"I am driven to write because after forty years as a Franciscan teacher, working in many settings, religions, countries, and institutions, I find that many, if not most, people and institutions remain stymied in the preoccupations of the first half of life. By that I mean that most people's concerns remain those of establishing their personal (or superior) identity, creating various boundary markers for themselves, seeking security, and perhaps linking to what seem like significant people or projects. These tasks are good to some degree and even necessary. We are all trying to find what the Greek philosopher Archimedes called a “lever and a place to stand” so that we can move the world just a little bit. The world would be much worse off if we did not do this first and important task. But, in my opinion, this first-half-of-life task is no more than finding the starting gate. It is merely the warm-up act, not the full journey. It is the raft but not the shore." (Richard Rohr. Falling Upward: A Spurituality For The Two halfs Of Life)
"When you begin to think outside the box, you often become some other "leaders" lousy follower.
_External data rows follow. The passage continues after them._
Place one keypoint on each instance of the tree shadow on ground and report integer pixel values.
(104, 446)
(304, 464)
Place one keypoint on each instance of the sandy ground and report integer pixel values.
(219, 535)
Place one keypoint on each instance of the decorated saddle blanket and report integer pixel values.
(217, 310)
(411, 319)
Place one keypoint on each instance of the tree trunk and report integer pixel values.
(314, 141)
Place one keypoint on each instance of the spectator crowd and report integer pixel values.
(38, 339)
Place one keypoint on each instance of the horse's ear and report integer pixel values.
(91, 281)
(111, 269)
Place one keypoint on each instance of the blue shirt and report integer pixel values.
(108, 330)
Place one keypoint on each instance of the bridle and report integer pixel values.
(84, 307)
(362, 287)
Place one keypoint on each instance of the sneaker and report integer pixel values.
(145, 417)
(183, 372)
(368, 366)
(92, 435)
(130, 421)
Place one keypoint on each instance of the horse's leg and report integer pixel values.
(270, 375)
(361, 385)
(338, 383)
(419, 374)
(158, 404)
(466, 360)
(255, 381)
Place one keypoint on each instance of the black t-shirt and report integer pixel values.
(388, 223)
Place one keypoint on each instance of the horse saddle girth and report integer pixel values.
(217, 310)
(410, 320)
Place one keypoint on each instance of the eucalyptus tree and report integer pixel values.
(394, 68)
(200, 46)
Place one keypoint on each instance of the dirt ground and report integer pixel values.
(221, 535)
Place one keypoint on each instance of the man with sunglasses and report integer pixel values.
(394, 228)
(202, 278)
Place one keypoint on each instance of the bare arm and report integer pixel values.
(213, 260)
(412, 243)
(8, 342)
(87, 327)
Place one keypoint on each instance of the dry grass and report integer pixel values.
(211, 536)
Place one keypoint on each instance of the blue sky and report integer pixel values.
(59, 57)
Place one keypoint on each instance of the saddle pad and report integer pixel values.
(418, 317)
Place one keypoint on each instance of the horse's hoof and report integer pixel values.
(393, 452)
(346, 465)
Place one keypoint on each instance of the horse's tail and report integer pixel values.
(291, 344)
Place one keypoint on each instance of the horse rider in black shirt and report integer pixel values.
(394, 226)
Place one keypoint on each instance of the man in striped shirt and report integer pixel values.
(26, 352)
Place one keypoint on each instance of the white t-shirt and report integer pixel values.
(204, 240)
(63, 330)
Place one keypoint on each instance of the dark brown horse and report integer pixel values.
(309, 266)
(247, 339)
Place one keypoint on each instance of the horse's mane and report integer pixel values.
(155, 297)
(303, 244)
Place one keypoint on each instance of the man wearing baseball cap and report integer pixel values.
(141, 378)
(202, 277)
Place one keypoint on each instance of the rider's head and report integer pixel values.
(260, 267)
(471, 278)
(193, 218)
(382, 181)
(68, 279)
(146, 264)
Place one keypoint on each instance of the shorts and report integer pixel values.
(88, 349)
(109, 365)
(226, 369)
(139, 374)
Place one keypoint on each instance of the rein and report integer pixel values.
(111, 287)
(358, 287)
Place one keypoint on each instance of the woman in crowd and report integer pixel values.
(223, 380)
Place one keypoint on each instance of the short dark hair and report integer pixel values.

That usually costs something" (Andy Rayner)
"Our guardian angels are bored." (Mike Foster)
It's where I feel I'm at these days. “In the second half of life, it is good just to be a part of the general dance. We do not have to stand out, make defining moves, or be better than anyone else on the dance floor. Life is more participatory than assertive, and there is no need for strong or further self-definition” (Falling Upward. Richard Rohr.120).